The other day, I became rather excited upon seeing Chili, above.
He’s so tiny that I didn’t get a good look at him until I photographed him in the golden light of a late summer afternoon.
Look at that russet cap! The feathers are so erect it almost looks like a crest. I thought a new bird might be coming to my garden—a cool occurrence that happens mostly during migration season and even then no more than once or twice a year.
When I looked him up in my Roger Tory Petersen Guide, however, I, realized Chili was the same species of Chipping Sparrow that I delight to see and hear every day.
Why did he look so different? You’ve probably guessed by now that the “new” Chili is in mating plumage!

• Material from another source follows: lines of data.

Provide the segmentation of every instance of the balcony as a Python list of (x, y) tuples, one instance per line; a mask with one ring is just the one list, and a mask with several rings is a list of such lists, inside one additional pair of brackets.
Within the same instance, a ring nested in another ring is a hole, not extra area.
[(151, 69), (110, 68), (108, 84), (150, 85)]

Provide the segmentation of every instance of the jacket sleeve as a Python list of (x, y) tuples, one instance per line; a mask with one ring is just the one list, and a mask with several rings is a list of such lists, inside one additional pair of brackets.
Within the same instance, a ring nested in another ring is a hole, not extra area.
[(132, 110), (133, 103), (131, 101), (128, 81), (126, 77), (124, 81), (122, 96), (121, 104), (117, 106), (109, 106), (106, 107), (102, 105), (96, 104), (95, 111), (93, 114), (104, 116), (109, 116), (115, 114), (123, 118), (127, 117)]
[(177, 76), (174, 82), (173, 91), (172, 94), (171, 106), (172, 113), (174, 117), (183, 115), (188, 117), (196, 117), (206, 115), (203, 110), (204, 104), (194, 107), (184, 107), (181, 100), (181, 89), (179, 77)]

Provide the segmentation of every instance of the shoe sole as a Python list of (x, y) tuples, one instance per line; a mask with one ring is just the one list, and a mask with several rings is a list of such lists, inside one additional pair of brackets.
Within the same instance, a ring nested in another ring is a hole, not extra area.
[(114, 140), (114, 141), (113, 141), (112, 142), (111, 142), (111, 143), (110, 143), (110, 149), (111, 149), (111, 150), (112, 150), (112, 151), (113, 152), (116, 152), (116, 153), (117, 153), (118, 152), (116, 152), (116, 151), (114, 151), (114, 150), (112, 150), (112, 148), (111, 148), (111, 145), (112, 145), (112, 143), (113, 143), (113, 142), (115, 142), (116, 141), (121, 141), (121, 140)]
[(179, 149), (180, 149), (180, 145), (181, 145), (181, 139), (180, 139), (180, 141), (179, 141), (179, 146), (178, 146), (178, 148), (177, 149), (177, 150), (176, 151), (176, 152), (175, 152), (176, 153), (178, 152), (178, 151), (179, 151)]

Chipping Sparrows don’t mate for life, and it can take some doing to find your best beloved each Spring. So this vivid mating plumage is nature’s way of telling other Chipping Sparrows—“I’m eligible!”
‘At this point, you may be wondering how to distinguish male and female Chipping Sparrows, and My humble answer is, “I don’t know.” 😬Nor can I tell you why Chipping Sparrows need a visual cue to know when a partner is fertile, but seemingly don’t need similar markers to tell sexes apart.
I won’t even make a wisecrack here—I have found I’m better off not discussing gender issues. 🙄All I can tell you for sure is that Chili is a beautiful Chipping Sparrow and probably by now a parent. Which photograph of him (or her?) do YOU prefer?